"This song's about Oxford, I s'pose," says Thom Yorke, managing to sound like a spiteful 25-year-old adolescent. Then he starts singing: "I can't afford to breathe in this town..."
He's lying this time. This afternoon, there were gaggles of Japanese kids clustered by the stage door, dissolving in excitement whenever a member of Thom's group crossed their path. Hours later, when he starts songs that the more hysterical pockets of the crowd recognise, people start squealing. There's a celebratory, rather frantic mood about tonight, as though the most devout members of Radiohead's public (concentrated, inevitably, in their home town) are willing them on, extending their arms so as to push them on to the next stage.
And they'll get there, of course: the swathes of new songs played tonight say as much. If My Iron Lung showed them groping towards a new sophistication, leaving behind the last generic vestiges of indie-rock and moving towards everyman appeal and something approaching timelessness, tonight proves it conclusively. Put simply, much of Radiohead's new stuff appears to be all but classic.
You know as much when Planet Telex finds Johnny Greenwood stabbing at a borrowed keyboard, making it sound like a refugee from the opening bars of "Won't Get Fooled Again", until it ends up being a flab-free relative of U2's Bullet The Blue Sky; when Just sounds like The Beatles' Dear Prudence being re-routed through an array of fuzz- pedals; when Fake Plastic Trees and Street Spirit take Thom's trademark barbed ennui and advance it by furlongs. Before (Prove Yourself, Creep, Thinking About You), he'd sneer at the rest of the world while simultaneously sounding like someone who regretted his exclusion. Now, with good reason, he has it in him to sound like someone thrusting his non-conformity in the face of the world and asking them what they're going to do about it. Every aspect of him and his group has been pumped fill of strident self- confidence - so even the old songs sound like they've been comprehensively re-invented. Anyone Can Play Guitar is now peppered by squalling, discordant touches that make it sound like an extended fit of pique.

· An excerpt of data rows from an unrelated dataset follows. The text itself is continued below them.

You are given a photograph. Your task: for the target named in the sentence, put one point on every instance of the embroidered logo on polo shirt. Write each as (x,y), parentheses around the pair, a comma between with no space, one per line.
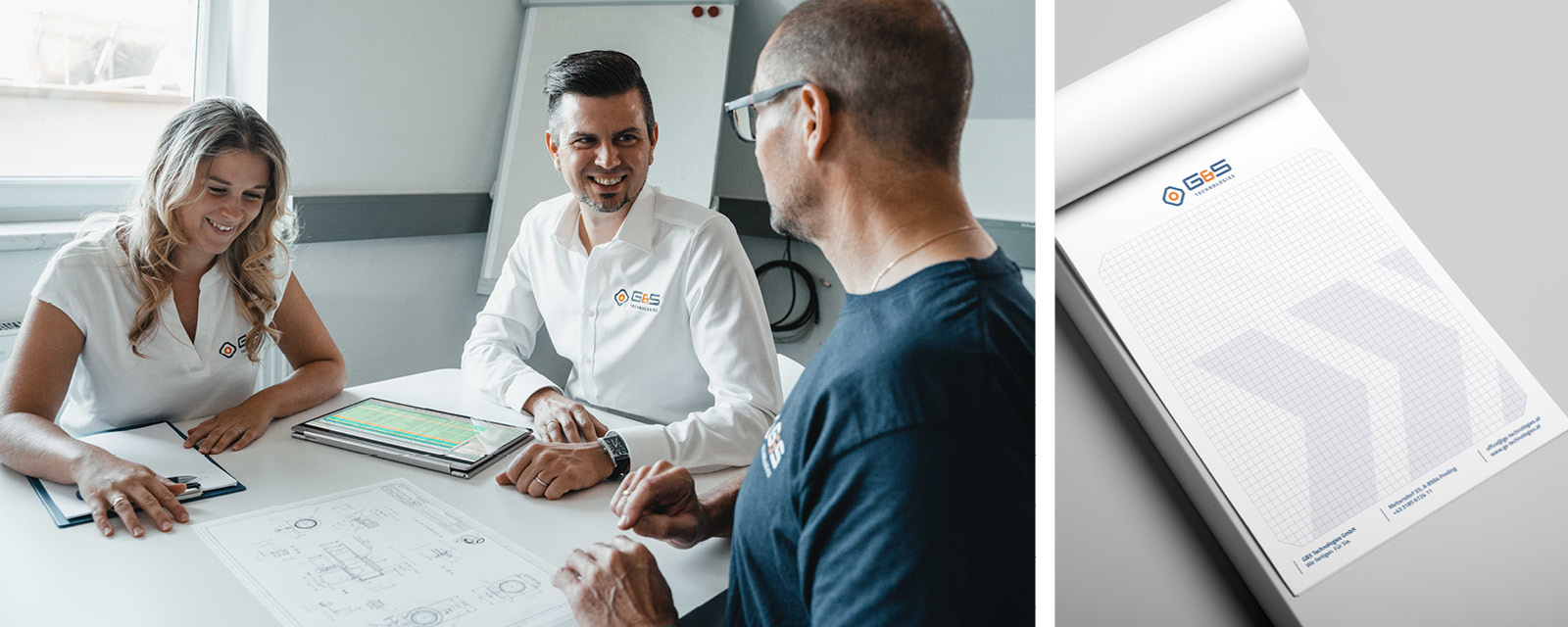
(639,300)
(772,447)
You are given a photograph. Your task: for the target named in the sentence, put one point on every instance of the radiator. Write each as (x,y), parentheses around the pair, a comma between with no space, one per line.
(8,341)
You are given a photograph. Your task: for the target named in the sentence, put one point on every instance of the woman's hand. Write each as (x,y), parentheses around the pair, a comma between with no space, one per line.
(109,483)
(239,427)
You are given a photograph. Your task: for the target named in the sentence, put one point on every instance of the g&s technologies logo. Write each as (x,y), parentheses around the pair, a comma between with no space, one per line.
(639,300)
(1199,182)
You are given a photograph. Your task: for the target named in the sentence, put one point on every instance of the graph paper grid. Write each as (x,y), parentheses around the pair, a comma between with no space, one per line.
(1308,345)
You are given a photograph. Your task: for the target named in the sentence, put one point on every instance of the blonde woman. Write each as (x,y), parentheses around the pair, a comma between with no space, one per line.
(162,315)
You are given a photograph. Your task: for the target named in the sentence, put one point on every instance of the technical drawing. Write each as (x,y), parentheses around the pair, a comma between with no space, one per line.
(383,555)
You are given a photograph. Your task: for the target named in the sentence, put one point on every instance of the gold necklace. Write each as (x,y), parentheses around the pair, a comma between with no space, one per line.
(916,250)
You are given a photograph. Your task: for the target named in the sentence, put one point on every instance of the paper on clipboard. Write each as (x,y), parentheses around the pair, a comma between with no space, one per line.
(159,447)
(1327,372)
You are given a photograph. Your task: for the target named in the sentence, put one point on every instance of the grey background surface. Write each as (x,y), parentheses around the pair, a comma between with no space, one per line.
(1455,114)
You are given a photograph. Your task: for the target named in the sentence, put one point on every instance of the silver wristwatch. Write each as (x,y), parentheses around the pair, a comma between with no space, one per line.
(615,447)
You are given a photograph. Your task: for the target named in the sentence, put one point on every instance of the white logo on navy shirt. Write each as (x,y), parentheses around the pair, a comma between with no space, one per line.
(772,447)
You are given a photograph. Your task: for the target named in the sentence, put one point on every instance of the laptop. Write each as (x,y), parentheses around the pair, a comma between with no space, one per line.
(416,436)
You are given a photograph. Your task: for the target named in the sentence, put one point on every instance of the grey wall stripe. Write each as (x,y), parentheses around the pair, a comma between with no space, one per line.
(1016,239)
(342,218)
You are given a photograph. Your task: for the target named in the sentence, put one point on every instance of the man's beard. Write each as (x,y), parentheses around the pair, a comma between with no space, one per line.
(600,206)
(791,201)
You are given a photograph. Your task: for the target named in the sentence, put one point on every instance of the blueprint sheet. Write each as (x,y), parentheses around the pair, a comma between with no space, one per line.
(384,555)
(1327,372)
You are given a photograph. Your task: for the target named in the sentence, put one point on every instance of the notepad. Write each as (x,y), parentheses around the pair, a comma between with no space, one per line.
(159,447)
(1311,357)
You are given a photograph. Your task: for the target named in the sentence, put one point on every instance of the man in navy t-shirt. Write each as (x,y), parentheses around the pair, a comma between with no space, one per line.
(898,483)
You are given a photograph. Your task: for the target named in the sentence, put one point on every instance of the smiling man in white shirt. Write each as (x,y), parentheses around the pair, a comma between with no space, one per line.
(650,297)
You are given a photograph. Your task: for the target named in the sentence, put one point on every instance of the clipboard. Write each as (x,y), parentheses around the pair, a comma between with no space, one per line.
(62,521)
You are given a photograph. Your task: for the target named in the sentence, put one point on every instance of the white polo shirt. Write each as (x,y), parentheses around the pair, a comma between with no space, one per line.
(663,321)
(177,380)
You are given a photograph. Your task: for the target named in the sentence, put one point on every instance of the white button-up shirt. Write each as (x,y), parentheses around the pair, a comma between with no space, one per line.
(663,321)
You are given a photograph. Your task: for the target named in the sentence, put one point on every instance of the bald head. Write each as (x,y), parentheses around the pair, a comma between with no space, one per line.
(901,68)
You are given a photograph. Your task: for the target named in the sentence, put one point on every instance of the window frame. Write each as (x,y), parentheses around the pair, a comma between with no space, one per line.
(68,198)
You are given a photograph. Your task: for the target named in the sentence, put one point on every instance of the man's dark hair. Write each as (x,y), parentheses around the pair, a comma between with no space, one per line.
(596,74)
(901,67)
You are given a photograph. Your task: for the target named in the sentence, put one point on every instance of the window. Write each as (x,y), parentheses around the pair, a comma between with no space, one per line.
(85,90)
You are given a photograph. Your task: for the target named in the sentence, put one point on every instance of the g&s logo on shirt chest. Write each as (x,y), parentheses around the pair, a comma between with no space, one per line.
(231,349)
(639,300)
(772,447)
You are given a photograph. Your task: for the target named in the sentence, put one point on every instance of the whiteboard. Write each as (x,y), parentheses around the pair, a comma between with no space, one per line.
(684,60)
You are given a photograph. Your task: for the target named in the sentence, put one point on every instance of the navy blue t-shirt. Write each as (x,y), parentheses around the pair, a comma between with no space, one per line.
(898,485)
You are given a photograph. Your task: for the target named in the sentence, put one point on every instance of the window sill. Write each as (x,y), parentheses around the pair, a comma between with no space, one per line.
(36,235)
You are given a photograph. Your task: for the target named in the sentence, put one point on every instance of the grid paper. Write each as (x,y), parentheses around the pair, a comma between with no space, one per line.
(1316,355)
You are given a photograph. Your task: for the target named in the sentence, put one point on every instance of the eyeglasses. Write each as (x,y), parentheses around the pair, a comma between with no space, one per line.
(744,112)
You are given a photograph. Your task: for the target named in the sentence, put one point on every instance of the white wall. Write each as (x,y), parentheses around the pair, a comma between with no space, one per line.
(402,96)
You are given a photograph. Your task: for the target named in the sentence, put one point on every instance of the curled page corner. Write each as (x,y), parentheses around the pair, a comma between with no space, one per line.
(1175,90)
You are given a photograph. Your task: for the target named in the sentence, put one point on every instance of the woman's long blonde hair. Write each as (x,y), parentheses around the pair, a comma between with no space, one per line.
(151,232)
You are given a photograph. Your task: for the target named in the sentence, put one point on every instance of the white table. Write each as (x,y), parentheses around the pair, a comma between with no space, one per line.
(74,576)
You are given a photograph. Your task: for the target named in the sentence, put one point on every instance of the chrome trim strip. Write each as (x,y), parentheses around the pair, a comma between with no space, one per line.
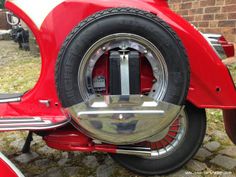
(124,119)
(11,165)
(9,100)
(44,125)
(124,74)
(35,119)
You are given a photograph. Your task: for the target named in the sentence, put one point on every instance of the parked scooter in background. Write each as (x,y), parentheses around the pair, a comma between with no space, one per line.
(18,33)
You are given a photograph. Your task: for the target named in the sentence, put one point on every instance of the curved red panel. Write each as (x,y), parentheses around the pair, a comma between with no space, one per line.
(211,84)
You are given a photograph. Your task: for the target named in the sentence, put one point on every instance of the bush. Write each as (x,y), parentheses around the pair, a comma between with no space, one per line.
(2,4)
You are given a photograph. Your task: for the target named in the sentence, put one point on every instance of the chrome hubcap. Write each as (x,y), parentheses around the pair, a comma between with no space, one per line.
(123,42)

Stop Whispering, though it contains the ever- embarrassing moment when Thom utters "F--- you" to some unnamed foe, is suddenly coated in the kind of spaceship noises that grace Spiritualized records. Only Creep avoids any kind of makeover; it's handed over to the crowd halfway through, as if Thom wants rid of it, so as everyone can immerse themselves in the new songs without constantly glancing backwards.
Right at the end they play You. As its inaugural bars tumble from the speakers, the teenage fan club - concentrated for some reason at the back of the stalls - squeal their loudest squeals, dazzling white light drenches the group, and Thom starts making the bow-legged movements that give him the appearance of someone being electrocuted. That's when it all becomes transparent. So....
Forget about the fact that they look like the most unlikely heroes imaginable. Drag out the windswept photo locations, the leather trousers and the waiting list for the pantheon of great, great groups.
Because all of a sudden,
Radiohead are worthy of it all. Honestly.